Other Seattle companies succeeded Theo, putting their own spins on bean-to-bar chocolates. Intrigue Chocolate Co. in Pioneer Square tempts visitors with tea made from the hulls of the cacao beans and creatively flavored bars like Smoked Tea + Allspice, and Plum + Long Pepper. Indi Chocolate in Pike Place Market speaks to the issue of slavery in cacao, and their participation in efforts to end it. The company makes chocolates and other cocoa based products, and offers classes on chocolate making for crafty home cooks. Spinnaker Chocolate’s website states, “For every bar sold, we donate toward cleanup of the ocean,” and touts sustainability efforts along with a prominent endorsement by famous chef and local resident J. Kenji López-Alt.
In 2008, 99 years after the 1909 World’s Fair, Seattlites were invited to a new, world-class gathering of chocolate companies: the annual Northwest Chocolate Festival trade show, founded and produced by Brian Cisneros, an advocate for cacao farmers and craft chocolate makers.
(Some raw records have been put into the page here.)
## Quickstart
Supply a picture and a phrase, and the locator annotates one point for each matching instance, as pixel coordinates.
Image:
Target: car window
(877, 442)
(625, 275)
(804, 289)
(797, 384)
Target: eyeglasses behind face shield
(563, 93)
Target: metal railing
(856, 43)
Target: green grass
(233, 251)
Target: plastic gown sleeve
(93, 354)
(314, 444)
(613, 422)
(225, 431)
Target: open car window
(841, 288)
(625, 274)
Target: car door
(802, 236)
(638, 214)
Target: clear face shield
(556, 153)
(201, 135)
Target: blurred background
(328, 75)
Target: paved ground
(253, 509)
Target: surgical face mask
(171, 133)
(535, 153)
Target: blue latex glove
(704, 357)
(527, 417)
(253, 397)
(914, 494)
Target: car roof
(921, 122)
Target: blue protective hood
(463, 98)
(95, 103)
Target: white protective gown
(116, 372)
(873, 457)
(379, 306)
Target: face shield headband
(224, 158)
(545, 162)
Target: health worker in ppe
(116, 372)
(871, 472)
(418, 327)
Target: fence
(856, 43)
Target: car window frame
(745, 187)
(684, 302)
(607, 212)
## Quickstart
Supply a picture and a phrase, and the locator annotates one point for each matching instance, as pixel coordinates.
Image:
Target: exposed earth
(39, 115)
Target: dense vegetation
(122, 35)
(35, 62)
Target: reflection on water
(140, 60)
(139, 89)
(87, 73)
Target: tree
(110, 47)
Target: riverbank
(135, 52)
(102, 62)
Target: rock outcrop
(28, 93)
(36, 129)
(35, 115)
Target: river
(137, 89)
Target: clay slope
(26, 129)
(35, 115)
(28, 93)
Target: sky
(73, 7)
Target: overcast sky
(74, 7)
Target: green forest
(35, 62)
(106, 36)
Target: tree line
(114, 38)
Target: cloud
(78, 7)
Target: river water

National Public Radio reporter Ruby de Luna reflected on the festival in 2016, noting that Seattle now “has a community of artisans that continues to grow and a consumer base that knows its chocolates—and a public venue for aficionados to share and geek out.” The 2024 event in Bellevue showcased more than 90 chocolate makers and confectioners, including many Washington candy companies and international sweets makers from as far away as Grenada, Dubai, Suriname, Thailand, Jamaica, and more . Workshops and presentations covered a range of relevant topics such as heirloom cacao, growing cacao at home, building community and biodiversity with agroforestry, and the Women for Chocolate Initiative partnership in Ghana. A two-day, professionals-only “UnConference” beforehand provides an opportunity for the makers to network, sowing seeds for the future of the industry.
Wrapping it up
Seattle began its life amid bustle and upheaval, with a rapid influx of immigrants and settlers coming to the region to work in growing industries and making it over in the image of enterprise. The last quarter century welcomed another influx of transplants who came for exciting, growing industries and sought to satisfy their cosmopolitan tastes. Precedent has shown that, given the region’s expanding consumer population, specialty chocolate companies can stick around, like Brown & Haley, continue to grow and change, like Seattle Chocolate Company, and follow new and modern ideas, like the bean-to-bar makers.
Many of Seattle’s current crop of chocolate companies remain locally owned and thriving, having survived the COVID-19 pandemic and the challenges it presented to supply chains, but nationalization and globalization are ever at the heels of small businesses. There is a palpable tension between staying true to ideals and trying to flourish in the modern marketplace. Theo, for instance, sells in markets all over the U.S. and Canada, but in 2023 citing rising costs, they announced a merger with an Indiana-based company with the intention of moving manufacturing out of Seattle. Updates on their website since have walked back the merger with a commitment to staying independent while outsourcing production to “trusted partners.”
In the next decades some of Seattle’s contributors to craft chocolate will likely succumb to acquisition or other market forces. In this, they will take the bittersweet path of pioneers like the award-winning Imperial Candy Co., to linger only through written history.